3.元気になるおまじない
翠琉、緋岐→由貴
「翠琉?何してるんだ?」
緋岐の声に、翠琉が振り返る。
「……兄様」
余程熱心に捜していたのか。
顔にはところどころ泥が付いている。
「何を、そんなに真剣に探してるんだ?」
苦笑混じりにそう問えば、翠琉は間を置かずに応えた。
「四つ葉という、願いが叶う葉を探しているんだ」
その応えに、納得した様に緋岐は頷く。
恐らく、由貴の為だろう。
「大丈夫、翠琉……すぐ治るって」
苦笑したまま顔に付着した泥を拭ってやれば、「でも」と不安げに言い募る。
「珍しく、苦しそうなんだ」
――ゲホッ……
まるで翠琉の言葉に呼応するかのように、二階の部屋から咳込む音が降って来た。
「大丈夫だよ。夏風邪は馬鹿がひくものだから」
――明日にはピンピンしてるよ
だが、緋岐の言葉にまだ納得がいかないのか。
眉尻は下がったままだ。

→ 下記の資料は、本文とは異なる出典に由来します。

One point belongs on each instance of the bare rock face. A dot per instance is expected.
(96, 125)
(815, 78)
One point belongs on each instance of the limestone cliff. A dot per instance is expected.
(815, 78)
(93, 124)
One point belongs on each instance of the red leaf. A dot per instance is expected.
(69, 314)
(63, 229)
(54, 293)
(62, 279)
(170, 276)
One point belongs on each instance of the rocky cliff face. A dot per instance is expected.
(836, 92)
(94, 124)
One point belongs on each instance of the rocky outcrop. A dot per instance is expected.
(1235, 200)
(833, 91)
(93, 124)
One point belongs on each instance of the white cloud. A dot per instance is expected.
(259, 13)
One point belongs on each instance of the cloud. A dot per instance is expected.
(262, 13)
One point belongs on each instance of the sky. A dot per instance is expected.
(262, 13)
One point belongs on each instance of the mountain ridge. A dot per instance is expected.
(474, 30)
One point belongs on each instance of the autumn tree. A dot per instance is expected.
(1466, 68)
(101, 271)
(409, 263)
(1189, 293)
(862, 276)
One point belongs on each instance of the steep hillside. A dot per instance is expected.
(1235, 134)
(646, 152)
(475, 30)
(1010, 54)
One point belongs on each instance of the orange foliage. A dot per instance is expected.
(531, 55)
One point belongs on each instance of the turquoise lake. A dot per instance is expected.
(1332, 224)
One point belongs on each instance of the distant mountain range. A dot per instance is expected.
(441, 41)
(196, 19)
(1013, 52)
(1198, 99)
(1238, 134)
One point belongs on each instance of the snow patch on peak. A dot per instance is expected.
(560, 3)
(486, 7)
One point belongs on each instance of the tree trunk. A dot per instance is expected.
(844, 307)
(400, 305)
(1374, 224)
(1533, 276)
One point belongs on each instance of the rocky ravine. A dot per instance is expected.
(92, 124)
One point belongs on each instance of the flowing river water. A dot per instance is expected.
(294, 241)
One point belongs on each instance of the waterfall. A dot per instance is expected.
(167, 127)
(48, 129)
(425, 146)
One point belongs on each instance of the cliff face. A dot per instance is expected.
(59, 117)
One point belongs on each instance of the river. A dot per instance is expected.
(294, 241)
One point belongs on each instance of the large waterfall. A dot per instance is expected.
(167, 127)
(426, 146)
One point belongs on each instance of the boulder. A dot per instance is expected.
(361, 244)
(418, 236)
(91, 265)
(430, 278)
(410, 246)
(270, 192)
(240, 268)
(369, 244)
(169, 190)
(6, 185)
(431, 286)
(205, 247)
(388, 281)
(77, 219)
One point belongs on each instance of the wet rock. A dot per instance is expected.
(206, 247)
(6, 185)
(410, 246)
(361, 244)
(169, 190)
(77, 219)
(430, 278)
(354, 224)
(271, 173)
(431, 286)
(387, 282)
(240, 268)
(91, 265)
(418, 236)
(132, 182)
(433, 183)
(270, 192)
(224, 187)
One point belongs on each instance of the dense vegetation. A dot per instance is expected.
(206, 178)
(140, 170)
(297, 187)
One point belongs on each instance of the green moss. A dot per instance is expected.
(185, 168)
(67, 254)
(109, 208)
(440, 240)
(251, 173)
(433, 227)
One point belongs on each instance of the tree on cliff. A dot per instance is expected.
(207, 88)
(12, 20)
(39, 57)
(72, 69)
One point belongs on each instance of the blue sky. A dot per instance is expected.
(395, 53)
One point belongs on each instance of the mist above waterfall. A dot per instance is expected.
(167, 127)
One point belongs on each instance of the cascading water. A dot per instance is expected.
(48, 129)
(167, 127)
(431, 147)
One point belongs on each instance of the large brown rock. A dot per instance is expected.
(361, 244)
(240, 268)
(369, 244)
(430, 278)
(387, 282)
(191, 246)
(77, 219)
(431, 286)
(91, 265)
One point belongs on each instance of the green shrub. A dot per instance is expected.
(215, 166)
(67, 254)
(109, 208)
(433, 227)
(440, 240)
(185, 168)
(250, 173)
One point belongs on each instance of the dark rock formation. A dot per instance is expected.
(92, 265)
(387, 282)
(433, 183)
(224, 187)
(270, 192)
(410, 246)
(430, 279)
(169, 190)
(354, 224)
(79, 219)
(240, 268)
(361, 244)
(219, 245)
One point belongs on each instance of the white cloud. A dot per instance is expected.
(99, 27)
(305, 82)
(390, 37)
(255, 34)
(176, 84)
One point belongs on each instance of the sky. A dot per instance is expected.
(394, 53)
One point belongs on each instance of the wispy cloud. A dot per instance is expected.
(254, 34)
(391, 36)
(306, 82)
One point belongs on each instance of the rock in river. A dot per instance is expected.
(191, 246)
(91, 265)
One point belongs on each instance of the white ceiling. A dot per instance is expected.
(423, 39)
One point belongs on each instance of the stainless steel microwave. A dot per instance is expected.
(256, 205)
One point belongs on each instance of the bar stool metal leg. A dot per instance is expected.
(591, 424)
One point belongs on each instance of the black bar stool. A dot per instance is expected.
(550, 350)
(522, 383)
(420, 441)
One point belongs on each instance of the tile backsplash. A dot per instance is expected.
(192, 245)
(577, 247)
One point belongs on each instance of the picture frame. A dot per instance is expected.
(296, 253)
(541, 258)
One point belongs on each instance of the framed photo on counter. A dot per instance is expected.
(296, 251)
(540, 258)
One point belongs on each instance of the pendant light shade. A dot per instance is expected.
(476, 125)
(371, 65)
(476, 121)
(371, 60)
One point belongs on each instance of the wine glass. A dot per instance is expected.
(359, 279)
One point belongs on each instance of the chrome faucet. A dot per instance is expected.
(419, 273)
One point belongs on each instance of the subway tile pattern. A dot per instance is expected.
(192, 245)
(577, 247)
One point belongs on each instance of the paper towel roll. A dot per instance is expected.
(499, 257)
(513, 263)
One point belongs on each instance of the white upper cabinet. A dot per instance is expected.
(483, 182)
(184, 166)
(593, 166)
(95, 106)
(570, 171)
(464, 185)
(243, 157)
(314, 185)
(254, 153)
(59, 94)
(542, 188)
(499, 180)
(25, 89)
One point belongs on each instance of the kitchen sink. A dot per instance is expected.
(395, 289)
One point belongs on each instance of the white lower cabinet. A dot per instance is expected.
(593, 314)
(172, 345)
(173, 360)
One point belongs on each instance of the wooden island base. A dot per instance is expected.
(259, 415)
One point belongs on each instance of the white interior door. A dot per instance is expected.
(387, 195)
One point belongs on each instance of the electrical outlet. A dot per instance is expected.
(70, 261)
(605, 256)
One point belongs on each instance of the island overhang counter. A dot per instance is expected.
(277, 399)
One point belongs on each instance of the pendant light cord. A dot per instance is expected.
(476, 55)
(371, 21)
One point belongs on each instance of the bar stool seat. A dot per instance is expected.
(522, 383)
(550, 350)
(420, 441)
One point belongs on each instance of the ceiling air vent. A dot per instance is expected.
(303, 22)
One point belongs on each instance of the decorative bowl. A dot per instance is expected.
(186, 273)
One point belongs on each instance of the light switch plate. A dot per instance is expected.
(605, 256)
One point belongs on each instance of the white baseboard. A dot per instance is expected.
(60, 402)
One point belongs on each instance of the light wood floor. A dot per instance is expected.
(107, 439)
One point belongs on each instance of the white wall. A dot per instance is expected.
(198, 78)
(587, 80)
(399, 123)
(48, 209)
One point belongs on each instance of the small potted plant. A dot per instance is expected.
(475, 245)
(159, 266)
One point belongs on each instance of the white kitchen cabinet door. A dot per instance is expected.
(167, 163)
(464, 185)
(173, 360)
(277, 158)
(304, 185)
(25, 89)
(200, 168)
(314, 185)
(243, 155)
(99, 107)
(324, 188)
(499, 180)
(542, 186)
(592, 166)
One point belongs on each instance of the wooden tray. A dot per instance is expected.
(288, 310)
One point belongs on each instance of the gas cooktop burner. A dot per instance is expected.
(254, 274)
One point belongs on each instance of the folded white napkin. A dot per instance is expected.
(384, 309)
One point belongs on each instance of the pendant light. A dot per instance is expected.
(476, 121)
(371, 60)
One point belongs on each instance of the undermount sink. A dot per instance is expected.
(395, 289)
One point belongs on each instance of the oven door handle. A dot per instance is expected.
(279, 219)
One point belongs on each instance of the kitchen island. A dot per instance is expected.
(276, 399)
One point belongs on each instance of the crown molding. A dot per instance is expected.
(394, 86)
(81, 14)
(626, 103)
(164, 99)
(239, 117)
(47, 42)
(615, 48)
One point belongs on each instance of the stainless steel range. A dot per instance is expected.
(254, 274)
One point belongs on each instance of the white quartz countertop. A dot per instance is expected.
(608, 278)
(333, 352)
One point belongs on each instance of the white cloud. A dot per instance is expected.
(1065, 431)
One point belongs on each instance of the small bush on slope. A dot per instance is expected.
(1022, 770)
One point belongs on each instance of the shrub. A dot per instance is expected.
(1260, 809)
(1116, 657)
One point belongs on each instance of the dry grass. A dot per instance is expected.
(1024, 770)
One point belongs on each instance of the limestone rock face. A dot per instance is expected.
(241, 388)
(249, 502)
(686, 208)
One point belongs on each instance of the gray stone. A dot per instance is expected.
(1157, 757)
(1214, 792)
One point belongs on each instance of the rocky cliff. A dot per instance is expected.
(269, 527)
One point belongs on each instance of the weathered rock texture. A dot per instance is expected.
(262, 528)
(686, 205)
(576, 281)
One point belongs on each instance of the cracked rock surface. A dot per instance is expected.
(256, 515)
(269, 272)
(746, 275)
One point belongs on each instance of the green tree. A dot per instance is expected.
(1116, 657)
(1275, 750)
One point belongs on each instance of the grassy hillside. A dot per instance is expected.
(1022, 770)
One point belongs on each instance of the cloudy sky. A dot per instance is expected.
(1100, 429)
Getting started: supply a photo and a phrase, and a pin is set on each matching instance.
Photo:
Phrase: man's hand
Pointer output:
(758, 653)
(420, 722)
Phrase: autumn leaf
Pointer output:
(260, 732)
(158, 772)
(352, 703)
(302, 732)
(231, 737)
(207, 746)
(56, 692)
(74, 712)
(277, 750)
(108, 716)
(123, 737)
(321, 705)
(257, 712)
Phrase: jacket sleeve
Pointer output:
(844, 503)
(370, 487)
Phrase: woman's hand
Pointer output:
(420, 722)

そんな妹の様子に、判らないように溜息を付くと隣にしゃがむ。
「兄様?」
首を傾げて覗き込んで来る翠琉の頭を優しく撫でた。
「一人より、二人の方が早く見付かるだろ?」
緋岐の言葉に、みるみるうちに翠琉の表情は晴れて行って。
「うむっ!」
嬉しそうに頷くと、また野草と睨めっこを始めた。
――風邪が治るおまじないじゃ、ないんだけど
「まあ、いっか」
独り呟き、緋岐も四つ葉の捜索に乗り出したのだった。